Fantasy Baseball 2012 Projection: Is Cory Luebke a Regression Risk?

Eric StashinSenior Writer IMarch 25, 2012

SAN DIEGO, CA - SEPTEMBER 25: Starting pitcher Cory Luebke #52 of the San Diego Padres throws the ball  during the first inning of the game against the Los Angeles Dodgers at Petco Park on September 25, 2011 in San Diego, California. (Photo by Kent C. Horner/Getty Images)
Kent Horner/Getty Images

When the San Diego Padres dealt Mat Latos to Cincinnati, many may have thought that the fantasy appeal of Padre starting pitchers had more or less evaporated.  However, when you play in that stadium, there is always the potential to find value.  While the names aren’t sexy and wins may be tough to come by, there is one key name that you need to be aware of.

That would be Cory Luebke, who started as a reliever but ultimately thrived in the rotation:

5 Wins
100.2 Innings
3.31 ERA
1.09 WHIP
111 Strikeouts (9.92 K/9)
29 Walks (2.59 BB/9)
.276 BABIP

When you have good control and a tremendous strikeout rate and play in the comfy confines of Petco Park, the other numbers are bound to fall into place.  The real question, however, is whether what we saw from Luebke in the rotation was actually for real.

While he has always shown good control (2.11 BB/9 in his minor league career), he had posted a 7.54 K/9 over his minor league career.  So, how can we honestly expect him to maintain his lofty rate from 2011?
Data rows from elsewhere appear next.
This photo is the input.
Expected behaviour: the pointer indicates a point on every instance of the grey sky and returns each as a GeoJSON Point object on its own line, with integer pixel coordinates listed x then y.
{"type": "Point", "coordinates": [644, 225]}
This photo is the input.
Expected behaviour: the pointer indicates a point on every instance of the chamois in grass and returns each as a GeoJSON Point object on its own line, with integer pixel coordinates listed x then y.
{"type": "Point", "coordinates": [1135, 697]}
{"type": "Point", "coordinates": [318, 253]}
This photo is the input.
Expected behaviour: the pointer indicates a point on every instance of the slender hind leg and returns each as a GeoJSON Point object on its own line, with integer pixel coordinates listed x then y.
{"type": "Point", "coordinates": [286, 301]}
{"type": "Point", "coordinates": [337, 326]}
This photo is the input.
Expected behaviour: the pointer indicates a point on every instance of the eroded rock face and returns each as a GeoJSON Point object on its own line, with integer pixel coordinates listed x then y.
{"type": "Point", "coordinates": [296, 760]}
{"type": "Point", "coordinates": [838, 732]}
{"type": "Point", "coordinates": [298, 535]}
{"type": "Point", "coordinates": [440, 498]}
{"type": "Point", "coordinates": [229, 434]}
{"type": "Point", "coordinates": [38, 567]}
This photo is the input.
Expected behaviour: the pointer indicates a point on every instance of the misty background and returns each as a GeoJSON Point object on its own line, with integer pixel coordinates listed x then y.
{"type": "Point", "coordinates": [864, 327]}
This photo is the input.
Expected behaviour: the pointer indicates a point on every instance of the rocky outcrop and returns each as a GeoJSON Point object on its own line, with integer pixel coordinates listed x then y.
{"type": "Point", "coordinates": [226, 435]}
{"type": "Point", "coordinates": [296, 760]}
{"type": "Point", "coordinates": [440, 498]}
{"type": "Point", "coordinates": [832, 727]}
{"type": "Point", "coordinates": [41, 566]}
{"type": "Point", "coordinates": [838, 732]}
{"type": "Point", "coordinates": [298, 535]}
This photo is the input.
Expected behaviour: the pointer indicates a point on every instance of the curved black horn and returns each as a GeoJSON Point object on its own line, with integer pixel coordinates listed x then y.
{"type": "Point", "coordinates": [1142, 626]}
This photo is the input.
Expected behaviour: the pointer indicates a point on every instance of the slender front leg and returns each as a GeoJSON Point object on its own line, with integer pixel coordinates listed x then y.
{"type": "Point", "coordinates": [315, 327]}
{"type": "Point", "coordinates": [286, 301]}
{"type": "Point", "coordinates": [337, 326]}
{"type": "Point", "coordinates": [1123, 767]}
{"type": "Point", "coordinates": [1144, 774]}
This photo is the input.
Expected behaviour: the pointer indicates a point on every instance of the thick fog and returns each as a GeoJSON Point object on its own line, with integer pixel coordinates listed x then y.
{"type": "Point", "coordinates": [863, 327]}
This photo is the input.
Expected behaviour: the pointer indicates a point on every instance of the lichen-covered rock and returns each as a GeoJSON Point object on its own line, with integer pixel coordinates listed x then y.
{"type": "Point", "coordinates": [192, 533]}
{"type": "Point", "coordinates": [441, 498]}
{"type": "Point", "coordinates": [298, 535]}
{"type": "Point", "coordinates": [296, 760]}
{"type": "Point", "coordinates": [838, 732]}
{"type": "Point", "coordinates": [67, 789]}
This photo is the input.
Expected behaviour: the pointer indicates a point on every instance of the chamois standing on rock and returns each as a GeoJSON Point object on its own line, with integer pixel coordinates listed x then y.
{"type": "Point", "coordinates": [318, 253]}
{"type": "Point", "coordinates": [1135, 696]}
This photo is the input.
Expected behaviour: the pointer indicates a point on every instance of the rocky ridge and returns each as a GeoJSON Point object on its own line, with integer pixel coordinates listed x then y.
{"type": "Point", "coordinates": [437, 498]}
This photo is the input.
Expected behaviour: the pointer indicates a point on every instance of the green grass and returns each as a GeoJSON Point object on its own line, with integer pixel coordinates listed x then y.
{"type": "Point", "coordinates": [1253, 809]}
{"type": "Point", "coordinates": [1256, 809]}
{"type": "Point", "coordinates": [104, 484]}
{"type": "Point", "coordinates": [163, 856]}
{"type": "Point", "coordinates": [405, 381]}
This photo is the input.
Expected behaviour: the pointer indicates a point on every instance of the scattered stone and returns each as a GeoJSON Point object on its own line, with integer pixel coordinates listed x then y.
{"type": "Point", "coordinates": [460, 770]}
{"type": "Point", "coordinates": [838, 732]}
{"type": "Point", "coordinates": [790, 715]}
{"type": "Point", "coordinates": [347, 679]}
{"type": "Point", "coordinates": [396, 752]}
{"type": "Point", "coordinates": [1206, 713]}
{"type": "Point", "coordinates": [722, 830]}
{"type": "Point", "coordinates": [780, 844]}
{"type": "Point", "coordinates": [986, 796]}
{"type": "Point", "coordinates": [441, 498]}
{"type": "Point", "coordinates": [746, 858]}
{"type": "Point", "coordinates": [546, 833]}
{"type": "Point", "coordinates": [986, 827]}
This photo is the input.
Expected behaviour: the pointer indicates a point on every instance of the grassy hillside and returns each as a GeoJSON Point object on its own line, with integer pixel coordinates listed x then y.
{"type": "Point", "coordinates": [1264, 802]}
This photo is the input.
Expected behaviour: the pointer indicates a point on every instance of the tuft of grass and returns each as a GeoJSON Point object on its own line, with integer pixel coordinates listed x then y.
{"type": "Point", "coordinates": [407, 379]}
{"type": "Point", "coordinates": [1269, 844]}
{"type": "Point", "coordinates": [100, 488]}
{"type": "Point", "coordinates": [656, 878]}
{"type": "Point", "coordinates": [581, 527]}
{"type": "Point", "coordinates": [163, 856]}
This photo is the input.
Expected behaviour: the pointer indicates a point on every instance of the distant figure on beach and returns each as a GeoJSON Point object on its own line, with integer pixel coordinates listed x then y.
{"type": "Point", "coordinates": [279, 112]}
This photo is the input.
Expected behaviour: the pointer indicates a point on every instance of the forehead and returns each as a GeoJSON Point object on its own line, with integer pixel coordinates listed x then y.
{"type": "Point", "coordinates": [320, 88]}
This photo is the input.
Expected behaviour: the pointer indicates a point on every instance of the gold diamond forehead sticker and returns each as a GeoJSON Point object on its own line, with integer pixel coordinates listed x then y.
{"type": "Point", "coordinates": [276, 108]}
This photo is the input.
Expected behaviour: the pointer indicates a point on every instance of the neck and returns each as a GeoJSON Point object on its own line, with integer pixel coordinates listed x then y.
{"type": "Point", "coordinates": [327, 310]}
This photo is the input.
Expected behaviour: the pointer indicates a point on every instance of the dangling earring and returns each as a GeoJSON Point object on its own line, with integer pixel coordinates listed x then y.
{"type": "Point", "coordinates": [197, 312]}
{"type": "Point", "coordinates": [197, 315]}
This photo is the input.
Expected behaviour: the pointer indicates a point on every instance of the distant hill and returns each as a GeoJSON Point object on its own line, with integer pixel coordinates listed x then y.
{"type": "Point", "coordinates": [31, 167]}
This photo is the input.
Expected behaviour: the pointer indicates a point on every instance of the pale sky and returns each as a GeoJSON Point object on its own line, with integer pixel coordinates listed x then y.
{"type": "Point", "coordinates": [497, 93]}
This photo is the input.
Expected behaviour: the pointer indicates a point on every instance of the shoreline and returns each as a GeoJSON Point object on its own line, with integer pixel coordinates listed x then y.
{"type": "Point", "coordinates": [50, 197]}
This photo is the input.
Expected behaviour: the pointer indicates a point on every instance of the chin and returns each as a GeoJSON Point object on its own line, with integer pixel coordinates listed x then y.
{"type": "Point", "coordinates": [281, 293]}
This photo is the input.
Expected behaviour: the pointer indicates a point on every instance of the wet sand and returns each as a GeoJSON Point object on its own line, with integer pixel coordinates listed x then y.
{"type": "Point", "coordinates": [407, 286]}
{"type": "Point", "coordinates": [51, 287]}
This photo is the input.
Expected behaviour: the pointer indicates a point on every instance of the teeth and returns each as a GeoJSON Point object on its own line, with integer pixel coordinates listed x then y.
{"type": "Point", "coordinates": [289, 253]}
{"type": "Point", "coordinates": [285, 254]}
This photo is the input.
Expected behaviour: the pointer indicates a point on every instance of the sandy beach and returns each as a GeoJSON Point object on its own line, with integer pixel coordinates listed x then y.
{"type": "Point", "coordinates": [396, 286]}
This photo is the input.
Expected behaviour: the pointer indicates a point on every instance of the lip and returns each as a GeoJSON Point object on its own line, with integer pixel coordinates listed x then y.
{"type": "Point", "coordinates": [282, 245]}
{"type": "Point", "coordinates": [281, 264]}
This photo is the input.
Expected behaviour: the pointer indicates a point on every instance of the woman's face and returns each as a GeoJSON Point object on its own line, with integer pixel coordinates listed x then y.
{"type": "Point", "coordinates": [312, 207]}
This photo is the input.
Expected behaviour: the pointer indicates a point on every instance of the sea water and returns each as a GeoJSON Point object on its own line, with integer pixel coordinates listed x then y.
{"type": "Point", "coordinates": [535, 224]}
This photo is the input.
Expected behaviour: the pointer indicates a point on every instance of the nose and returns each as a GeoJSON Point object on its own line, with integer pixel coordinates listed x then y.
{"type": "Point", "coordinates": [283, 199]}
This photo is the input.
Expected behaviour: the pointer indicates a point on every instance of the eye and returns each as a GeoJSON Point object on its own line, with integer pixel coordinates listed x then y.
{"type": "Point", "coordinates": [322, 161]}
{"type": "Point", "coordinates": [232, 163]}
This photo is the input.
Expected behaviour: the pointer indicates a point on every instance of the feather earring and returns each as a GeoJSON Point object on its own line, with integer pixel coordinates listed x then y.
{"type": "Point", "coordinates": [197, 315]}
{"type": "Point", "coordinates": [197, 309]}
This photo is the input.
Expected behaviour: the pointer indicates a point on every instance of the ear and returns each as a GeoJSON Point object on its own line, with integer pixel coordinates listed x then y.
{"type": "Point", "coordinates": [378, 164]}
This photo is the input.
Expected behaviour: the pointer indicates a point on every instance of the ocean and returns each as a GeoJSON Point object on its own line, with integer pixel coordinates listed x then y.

There is no specific answer to that question.  If he can maintain the unbelievable strikeout rate that he showed last season, the fact is that there is no reason to think that he can’t replicate last year’s numbers.  The peripherals are believable, including his BABIP and 75.6% strand rate.  In other words, with his control, he is going to excel once again if the strikeouts continue.

At 26 years old, maybe he simply just figured it out.  Maybe he finally had the right person in his ear, and the whole thing came together for him.  Is that something we can really count on, however? 

So far this spring he is certainly giving us support for that claim, with 16 K over 14.0 IP, though considering his minor league track record I would anticipate the K/9 falling.  It’s obvious that he has improved his play, but seeing that large of a jump is nearly impossible to imagine.

Just keep that in mind, though it doesn’t mean that the numbers are going to completely fall off a cliff either.  He still has the control.  He still should post a viable strikeout rate (even if it falls to around the 8.25-8.75 range).  He still pitchers in a great ballpark.  He also should improve on his line drive rate (22.4% in ’11).

However, with all that in mind, he’s still going to regress a little bit (most notably in the WHIP department).  Here are the numbers that I am projecting for the coming year:

180.0 IP, 12 W, 3.45 ERA, 1.18 WHIP, 172 K (8.60 K/9), 54 BB (2.70 BB/9)

He should remain a solid sleeper in all formats, but he’s not going to be quite the player he was in ’11.  Just remember that before reaching for him on draft day.